Si hay alguien que tiene un enorme mérito en el ascenso de Aristides Sevilla, a las Ligas Mayores, es el propio Aristides. Sí, es cierto, ha habido gente muy valiosa que lo ha ayudado sobre todo en esta última etapa de su carrera, pero la principal contribución vino de él mismo.
Como es también cierto que el propio Sevilla, por su inestabilidad y no por falta de habilidad, había sido el responsable de posponer su aterrizaje en el big show, algo que afortunadamente ha conseguido ahora, gracias a su talento, pero sobre todo a su perseverancia y a la madurez que sin duda ha conseguido.
Aristides es uno de los más talentosos lanzadores que han desfilado por los montículos nacionales en los últimos años. Dueño de una poderosa recta (94-95 MPH) que jamás tira por encima de la rodilla, tiene además un devastador sinker y un cambio que desajusta.
Sin embargo, la gran virtud de Sevilla son sus agallas. Jamás se esconde ante ningún reto y parece siempre atraído por la presión que arruga a los demás.
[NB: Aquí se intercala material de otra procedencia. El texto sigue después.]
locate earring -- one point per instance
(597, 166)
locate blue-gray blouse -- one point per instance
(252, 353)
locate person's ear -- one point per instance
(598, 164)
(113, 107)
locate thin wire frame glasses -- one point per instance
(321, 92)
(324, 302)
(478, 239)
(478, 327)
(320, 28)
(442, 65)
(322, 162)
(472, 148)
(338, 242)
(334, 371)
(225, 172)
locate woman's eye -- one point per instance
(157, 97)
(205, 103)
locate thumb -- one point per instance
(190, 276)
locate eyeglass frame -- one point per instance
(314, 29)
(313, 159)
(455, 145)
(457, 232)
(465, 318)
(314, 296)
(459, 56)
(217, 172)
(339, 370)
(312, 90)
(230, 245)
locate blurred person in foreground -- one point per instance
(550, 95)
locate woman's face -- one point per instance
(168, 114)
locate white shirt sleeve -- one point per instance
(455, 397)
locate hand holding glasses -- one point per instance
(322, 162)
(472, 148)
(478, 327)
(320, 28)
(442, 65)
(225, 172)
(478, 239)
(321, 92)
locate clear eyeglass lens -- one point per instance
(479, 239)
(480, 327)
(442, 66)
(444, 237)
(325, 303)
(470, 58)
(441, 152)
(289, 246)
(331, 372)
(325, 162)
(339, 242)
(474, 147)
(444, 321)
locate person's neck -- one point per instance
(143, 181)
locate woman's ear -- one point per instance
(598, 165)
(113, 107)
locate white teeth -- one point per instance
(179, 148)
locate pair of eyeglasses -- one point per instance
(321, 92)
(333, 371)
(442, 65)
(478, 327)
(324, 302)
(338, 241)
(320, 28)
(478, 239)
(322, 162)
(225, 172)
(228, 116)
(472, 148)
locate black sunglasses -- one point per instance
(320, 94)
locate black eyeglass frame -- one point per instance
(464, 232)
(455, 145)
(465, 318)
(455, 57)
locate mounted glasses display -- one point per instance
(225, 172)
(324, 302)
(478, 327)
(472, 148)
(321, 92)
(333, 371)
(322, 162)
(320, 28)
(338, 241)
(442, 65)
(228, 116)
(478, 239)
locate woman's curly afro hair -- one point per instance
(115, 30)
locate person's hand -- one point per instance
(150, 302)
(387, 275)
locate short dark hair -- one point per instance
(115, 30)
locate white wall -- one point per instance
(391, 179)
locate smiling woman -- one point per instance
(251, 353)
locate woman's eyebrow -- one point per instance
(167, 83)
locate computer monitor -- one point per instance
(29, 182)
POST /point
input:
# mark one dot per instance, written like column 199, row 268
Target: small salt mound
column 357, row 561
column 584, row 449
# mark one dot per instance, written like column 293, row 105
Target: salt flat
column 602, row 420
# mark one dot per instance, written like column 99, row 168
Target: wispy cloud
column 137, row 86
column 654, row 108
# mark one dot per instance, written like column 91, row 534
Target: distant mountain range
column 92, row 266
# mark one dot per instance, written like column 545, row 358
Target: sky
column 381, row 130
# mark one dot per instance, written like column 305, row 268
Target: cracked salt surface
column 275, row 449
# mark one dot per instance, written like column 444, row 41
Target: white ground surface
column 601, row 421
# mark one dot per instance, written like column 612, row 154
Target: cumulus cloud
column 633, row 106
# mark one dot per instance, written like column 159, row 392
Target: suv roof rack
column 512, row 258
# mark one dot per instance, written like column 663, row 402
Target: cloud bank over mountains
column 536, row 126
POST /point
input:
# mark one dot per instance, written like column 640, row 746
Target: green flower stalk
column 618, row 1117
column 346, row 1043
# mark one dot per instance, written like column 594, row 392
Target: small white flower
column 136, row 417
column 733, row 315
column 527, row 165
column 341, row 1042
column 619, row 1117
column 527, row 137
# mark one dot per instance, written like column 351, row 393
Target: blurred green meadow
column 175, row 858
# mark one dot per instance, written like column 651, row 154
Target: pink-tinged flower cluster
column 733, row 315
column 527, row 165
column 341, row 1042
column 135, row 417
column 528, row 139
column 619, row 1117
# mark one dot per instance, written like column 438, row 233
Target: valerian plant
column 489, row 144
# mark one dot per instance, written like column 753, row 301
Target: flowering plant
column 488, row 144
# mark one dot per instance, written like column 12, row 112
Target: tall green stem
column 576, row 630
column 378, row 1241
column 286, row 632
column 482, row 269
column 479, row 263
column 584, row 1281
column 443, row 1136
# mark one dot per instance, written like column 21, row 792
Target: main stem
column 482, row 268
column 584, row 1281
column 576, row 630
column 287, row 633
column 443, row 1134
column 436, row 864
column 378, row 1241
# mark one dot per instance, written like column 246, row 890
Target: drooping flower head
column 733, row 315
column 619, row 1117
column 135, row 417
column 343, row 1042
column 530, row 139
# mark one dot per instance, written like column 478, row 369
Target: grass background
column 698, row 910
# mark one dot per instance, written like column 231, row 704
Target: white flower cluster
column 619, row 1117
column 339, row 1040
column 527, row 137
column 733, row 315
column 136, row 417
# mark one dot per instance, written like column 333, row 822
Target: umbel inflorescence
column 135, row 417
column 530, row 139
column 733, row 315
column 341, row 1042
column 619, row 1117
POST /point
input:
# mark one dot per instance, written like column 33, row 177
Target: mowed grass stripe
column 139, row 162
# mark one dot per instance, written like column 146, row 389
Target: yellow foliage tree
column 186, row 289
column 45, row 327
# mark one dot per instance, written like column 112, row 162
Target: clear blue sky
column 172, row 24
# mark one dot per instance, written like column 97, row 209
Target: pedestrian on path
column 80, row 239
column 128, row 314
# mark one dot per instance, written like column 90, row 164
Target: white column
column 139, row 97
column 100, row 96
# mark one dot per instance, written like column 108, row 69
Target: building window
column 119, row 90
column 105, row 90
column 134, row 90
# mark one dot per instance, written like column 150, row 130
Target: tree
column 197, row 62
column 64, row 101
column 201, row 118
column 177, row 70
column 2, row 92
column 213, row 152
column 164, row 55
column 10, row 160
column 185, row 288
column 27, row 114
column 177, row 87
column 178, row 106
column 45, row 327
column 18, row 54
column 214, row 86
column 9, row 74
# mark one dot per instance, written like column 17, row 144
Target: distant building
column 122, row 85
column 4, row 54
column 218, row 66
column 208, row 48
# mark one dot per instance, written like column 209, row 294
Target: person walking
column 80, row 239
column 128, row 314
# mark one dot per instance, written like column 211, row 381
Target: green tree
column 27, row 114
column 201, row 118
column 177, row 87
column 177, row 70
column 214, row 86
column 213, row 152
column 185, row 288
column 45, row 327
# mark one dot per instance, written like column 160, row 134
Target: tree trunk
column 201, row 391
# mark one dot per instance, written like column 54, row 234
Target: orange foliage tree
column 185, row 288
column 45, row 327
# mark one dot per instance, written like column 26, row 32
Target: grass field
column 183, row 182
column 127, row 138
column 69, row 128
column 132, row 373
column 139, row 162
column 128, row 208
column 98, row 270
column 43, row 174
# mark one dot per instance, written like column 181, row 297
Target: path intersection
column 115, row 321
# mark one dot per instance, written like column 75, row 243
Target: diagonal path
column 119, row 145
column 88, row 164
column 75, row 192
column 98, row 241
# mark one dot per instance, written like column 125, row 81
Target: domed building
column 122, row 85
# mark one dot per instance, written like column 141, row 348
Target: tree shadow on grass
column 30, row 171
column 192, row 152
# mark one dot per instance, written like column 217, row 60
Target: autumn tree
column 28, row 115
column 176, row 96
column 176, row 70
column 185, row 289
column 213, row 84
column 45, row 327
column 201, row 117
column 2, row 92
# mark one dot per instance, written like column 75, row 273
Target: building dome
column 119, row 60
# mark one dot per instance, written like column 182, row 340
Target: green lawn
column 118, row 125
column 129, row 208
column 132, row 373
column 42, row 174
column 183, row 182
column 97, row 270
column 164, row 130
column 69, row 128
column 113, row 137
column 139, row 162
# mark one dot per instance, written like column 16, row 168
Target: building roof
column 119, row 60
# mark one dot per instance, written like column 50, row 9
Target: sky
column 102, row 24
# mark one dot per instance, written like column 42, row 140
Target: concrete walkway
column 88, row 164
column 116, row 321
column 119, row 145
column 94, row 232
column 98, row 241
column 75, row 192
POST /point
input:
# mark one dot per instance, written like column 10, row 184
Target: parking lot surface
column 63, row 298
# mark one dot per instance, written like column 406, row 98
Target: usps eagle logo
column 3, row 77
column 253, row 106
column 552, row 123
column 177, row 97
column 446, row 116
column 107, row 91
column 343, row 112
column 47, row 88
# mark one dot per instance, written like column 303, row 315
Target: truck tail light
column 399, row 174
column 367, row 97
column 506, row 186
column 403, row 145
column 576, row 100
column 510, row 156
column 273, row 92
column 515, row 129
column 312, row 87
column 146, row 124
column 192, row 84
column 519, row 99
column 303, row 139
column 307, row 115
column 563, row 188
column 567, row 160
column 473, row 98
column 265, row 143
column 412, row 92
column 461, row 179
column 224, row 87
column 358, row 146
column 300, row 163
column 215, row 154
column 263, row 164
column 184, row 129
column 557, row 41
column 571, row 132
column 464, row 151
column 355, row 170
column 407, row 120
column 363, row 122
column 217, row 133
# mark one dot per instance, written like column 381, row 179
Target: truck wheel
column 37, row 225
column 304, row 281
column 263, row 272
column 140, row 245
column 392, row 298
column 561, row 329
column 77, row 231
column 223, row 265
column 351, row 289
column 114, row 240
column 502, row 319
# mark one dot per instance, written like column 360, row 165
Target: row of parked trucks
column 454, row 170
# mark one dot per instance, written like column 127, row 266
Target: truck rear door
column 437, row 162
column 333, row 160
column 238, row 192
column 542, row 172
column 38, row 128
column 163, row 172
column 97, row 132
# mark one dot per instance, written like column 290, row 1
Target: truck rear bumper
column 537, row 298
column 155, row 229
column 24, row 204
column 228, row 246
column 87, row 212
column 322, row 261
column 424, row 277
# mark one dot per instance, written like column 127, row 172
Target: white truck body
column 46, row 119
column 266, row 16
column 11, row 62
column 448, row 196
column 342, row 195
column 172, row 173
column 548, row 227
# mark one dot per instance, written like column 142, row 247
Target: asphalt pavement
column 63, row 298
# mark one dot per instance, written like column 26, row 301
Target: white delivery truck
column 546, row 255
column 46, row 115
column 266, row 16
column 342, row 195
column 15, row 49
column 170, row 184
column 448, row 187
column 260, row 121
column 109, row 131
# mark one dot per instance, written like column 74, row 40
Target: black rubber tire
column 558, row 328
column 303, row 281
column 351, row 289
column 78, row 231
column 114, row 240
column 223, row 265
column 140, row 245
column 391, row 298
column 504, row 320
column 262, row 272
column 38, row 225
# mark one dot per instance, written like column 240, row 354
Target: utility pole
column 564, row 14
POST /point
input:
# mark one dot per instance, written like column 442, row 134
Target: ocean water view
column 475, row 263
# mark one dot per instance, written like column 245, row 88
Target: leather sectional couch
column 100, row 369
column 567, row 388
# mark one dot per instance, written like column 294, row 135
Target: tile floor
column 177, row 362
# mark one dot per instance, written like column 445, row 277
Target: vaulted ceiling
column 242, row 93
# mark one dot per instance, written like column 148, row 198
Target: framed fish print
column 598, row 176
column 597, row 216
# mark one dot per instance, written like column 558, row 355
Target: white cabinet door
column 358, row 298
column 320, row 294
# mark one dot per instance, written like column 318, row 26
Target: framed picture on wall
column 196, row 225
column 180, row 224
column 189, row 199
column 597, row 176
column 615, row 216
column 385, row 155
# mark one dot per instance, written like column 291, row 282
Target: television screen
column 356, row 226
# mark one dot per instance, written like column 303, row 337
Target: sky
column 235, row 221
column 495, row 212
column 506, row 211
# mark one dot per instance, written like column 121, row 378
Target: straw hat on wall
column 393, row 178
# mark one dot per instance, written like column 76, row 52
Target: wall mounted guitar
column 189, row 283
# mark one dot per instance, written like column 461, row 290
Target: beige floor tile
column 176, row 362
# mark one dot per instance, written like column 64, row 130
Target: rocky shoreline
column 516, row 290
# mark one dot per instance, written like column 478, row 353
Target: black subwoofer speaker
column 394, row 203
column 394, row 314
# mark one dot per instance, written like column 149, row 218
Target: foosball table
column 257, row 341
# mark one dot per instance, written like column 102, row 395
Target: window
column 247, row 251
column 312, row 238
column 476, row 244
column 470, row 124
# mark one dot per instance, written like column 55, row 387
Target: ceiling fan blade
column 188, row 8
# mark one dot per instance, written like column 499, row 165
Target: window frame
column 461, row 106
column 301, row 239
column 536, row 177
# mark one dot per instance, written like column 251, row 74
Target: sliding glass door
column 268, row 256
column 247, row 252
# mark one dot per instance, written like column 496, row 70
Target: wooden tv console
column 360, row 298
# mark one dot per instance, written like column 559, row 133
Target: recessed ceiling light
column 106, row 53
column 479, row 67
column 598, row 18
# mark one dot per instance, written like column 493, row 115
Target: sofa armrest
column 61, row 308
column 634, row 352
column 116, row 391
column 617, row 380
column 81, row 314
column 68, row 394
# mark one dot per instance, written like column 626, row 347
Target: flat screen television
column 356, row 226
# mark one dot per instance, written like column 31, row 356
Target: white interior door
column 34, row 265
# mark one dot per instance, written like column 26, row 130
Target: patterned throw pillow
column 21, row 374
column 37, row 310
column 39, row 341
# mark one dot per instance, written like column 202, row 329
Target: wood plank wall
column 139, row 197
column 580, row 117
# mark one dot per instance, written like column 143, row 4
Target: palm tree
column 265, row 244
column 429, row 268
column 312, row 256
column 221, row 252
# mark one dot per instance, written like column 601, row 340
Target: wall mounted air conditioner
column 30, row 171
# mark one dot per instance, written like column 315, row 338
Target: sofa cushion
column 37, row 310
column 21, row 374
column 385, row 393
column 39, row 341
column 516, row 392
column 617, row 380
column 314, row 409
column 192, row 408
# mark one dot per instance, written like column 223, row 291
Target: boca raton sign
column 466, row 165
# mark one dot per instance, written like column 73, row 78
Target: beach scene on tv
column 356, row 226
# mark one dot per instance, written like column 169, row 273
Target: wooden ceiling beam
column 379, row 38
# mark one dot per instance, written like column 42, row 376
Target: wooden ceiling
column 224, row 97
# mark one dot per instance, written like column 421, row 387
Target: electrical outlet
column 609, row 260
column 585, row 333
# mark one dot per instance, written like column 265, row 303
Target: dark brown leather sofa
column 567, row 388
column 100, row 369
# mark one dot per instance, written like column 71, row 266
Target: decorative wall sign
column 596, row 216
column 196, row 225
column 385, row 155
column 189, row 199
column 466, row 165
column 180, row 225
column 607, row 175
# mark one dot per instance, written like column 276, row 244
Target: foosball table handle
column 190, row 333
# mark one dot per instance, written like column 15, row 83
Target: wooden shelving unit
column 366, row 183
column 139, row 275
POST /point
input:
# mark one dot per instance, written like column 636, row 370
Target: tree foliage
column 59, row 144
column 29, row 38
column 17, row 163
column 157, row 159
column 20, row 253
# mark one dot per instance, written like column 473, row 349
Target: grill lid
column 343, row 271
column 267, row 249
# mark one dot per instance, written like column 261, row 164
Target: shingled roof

Lo único que le faltaba era madurez en su repertorio, pero ahora parece haberla conseguido y el éxito podría aguardarle.
Los detalles que llegan desde Houston aseguran que sube a las Mayores para solventar el hueco que deja el relevista Alberto Arias, afectado en una rodilla, no obstante, será su desempeño el que probablemente determine cuánto tiempo será su estadía con los Astros.
Firmado inicialmente por los Yanquis en 2002, Sevilla tuvo dificultades para adaptarse al sistema de las Ligas Menores y se retiró por voluntad propia en el 2005. Luego tomó un chance con los Padres y cuando parecía estar en ruta hacia el big show, quedó fuera inesperadamente.
Ahora ha entrado a la historia vía Astros de Houston, justo después de cumplir 26 años y un buen recorrido en las Menores, que deben permitirle apreciar en toda su magnitud el logro que ha conseguido ahora, que se ha enfundado un “frac” como todo un big leaguer.
Mientras Vicente Padilla demuestra en Los Ángeles que pertenece a las Grandes Ligas y Everth Cabrera se adapta a las Mayores a una velocidad asombrosa, también llega el momento de apreciar el esfuerzo de Sevilla y su tenacidad por convertirse en alguien. Lo ha logrado.